Wayang (Krama Javanese: ꦫꦶꦁꦒꦶꦠ꧀ Ringgit) is a Javanese word for a theatrical performance with puppets or human dancers. When the term is used to refer to kinds of puppet theatre, sometimes the puppet itself is referred to as wayang. Performances of shadow puppet theatre are accompanied by a gamelan orchestra in Java, and by gender wayang in Bali.
UNESCO designated wayang kulit, a shadow puppet theatre and the best known of the Indonesian wayang, as a Masterpiece of Oral and Intangible Heritage of Humanity on 7 November 2003. In return for the acknowledgment, UNESCO required Indonesians to preserve their heritage.
The term 'wayang' is the Javanese word for shadow, or bayang in standard Indonesian; the word also means "imagination." In modern daily Javanese and Indonesian vocabulary, wayang can refer to the puppet itself or the whole puppet theatre performance.

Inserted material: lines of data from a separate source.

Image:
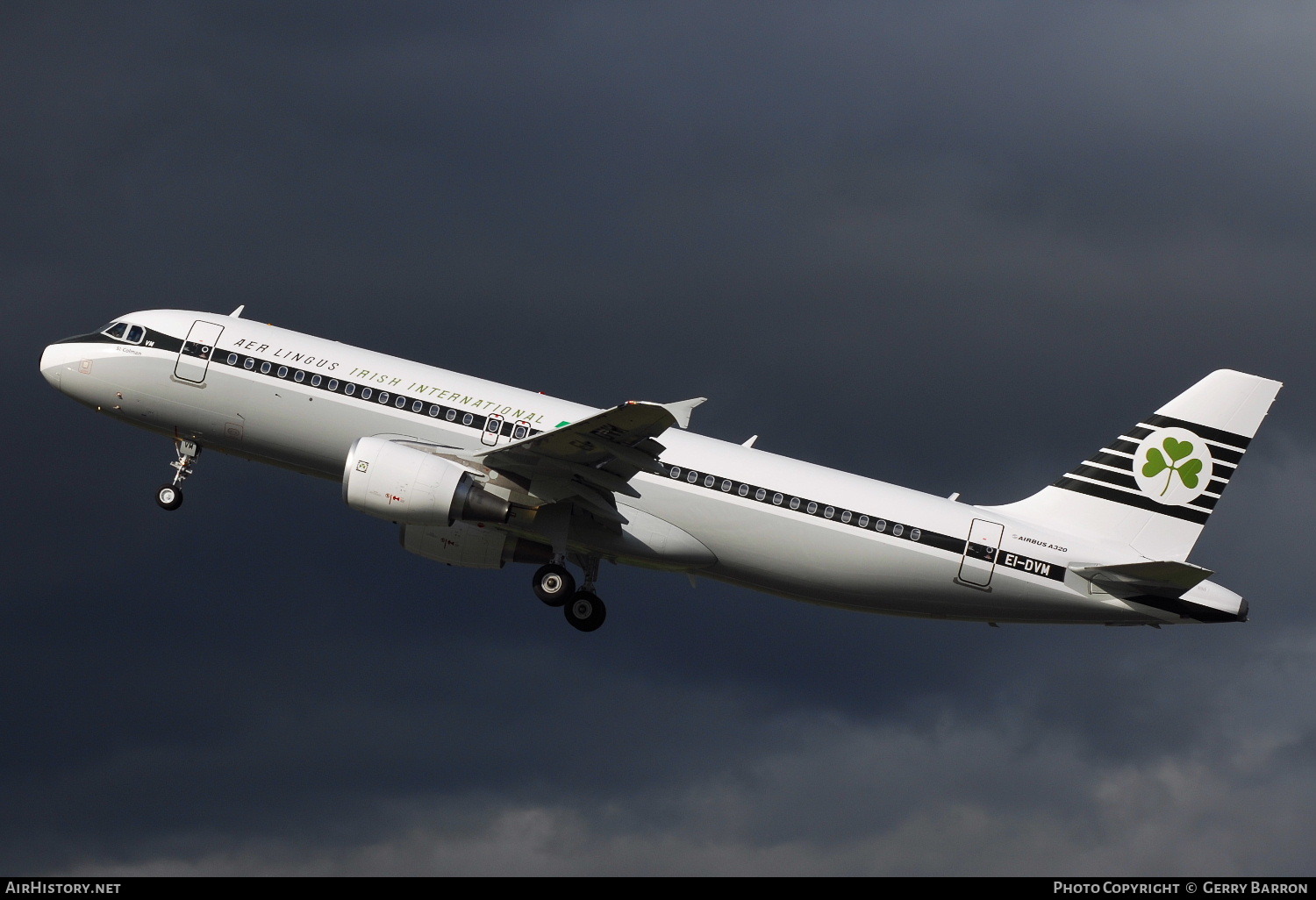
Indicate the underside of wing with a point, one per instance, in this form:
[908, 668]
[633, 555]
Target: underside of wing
[590, 461]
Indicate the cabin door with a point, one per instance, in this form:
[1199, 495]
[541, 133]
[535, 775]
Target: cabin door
[979, 560]
[195, 355]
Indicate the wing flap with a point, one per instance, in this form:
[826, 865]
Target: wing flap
[594, 458]
[1158, 579]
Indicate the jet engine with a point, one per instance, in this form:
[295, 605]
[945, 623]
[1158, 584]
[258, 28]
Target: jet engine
[403, 484]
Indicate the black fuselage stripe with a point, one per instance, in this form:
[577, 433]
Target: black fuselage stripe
[865, 521]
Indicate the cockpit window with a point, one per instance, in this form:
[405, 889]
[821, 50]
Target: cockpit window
[124, 332]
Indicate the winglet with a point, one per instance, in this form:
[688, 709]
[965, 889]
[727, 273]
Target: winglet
[681, 411]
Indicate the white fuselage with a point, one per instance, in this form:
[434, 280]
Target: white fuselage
[816, 534]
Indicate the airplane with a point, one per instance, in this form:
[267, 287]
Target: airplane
[481, 474]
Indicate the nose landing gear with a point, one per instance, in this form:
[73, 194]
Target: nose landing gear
[170, 496]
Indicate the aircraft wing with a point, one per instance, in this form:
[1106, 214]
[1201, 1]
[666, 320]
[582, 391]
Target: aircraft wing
[595, 458]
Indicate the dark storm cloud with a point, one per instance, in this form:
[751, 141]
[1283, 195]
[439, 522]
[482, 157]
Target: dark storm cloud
[992, 236]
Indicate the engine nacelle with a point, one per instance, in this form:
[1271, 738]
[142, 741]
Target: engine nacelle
[403, 484]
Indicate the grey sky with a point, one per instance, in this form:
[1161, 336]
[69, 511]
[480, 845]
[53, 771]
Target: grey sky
[989, 236]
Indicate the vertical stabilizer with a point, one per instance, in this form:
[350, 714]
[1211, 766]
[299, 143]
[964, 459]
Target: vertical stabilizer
[1155, 484]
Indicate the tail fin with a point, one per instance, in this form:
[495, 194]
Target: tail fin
[1155, 486]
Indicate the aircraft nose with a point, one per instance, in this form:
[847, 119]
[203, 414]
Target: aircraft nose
[53, 361]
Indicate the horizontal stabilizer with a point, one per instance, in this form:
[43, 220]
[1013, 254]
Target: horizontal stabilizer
[1160, 579]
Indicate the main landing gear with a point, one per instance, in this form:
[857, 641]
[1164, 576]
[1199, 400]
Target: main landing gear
[555, 586]
[170, 496]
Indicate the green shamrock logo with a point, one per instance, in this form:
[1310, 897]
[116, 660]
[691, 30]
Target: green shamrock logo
[1176, 450]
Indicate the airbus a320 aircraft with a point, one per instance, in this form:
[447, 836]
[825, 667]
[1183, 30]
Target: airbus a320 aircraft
[481, 474]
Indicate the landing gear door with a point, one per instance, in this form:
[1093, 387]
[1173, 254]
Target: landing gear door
[195, 355]
[979, 560]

Wayang is a generic term denoting traditional theatre in Indonesia. There is no evidence that wayang existed before the first century CE, when Hinduism and Buddhism were brought to Southeast Asia. This leads to the hypothesis that the art was imported from either India or China, both of which have a long tradition of shadow puppetry and theatre in general. Jivan Pani has argued that wayang developed from two arts of Odisha in Eastern India, the Ravana Chhaya puppet theatre and the Chhau dance. However, there very well may have been indigenous storytelling traditions that had a profound impact on the development of the traditional puppet theatre.